First played with it in SOCOM, is that sad?
 

chrisg46

LE
Book Reviewer
#15
A thought on this; the soldier lases the wall, aims above the wall and adds a metre. He fires the round which, the theory goes detonatates directly above the baddie.
Presumably the round will be going bloody fast at this point, wouldnt the momentum of the blast carry the fragments on past the target, quite likely leaving the afore mentioned baddie somewhat stunned, muttering "wtf was that??"
 
#16
A thought on this; the soldier lases the wall, aims above the wall and adds a metre. He fires the round which, the theory goes detonatates directly above the baddie.
Presumably the round will be going bloody fast at this point, wouldnt the momentum of the blast carry the fragments on past the target, quite likely leaving the afore mentioned baddie somewhat stunned, muttering "wtf was that??"
I don't know what the MV of the XM-25 is, but the Daewoo K-11 (a similar concept) is around 200m/s. Lethal fragments from an airburst are going to be closer to 1000m/s, so the effect of forward velocity is less pronounced.

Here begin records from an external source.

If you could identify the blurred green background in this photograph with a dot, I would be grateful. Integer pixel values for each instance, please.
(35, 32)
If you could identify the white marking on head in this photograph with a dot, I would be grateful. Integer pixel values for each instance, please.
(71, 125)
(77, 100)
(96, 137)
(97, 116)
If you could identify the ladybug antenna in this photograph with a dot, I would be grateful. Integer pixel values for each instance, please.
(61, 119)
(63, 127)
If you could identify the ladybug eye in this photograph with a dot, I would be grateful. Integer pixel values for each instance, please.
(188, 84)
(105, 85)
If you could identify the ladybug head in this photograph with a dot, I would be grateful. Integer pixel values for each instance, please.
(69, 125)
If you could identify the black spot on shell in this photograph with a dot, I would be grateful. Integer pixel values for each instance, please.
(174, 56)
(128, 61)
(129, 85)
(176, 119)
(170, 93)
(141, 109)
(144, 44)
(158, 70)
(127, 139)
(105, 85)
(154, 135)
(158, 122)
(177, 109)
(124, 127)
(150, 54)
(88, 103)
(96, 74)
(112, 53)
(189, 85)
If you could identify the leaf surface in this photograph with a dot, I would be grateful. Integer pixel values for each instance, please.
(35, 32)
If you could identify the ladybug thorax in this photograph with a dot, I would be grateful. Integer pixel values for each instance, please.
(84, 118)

It's also likely that the round will be designed to create a fragment pattern which allows for forward velocity.
 

rampant

LE
Kit Reviewer
Book Reviewer
#17
I don't know what the MV of the XM-25 is, but the Daewoo K-11 (a similar concept) is around 200m/s. Lethal fragments from an airburst are going to be closer to 1000m/s, so the effect of forward velocity is less pronounced.

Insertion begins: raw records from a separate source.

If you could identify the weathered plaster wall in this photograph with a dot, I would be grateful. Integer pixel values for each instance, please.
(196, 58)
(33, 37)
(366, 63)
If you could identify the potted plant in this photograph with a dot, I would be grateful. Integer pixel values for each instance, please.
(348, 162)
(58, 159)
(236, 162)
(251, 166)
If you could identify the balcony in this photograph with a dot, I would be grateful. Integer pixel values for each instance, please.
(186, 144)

It's also likely that the round will be designed to create a fragment pattern which allows for forward velocity.
Yep that is the case from what I have seen of the test videos for both the XM-25 and K-11, the round fragments above the target both to the rear a forward of the detonation point forming a shape analogous to two triangles joined at the apex (the apex being point of detonation).
 
#20
A thought on this; the soldier lases the wall, aims above the wall and adds a metre. He fires the round which, the theory goes detonatates directly above the baddie.
Presumably the round will be going bloody fast at this point, wouldnt the momentum of the blast carry the fragments on past the target, quite likely leaving the afore mentioned baddie somewhat stunned, muttering "wtf was that??"
Assuming a subsonic round, the velocity of the 25mm grenade could be up to 300m/s. 200m/s over the head of the target is probably a better estimate. A typical upper limit for fragment velocities is 2km/s.

So a fragment that would be travelling vertically downwards would have an angle of atan(0.1) or 5.7 degrees due to the initial forward velocity of 200m/s.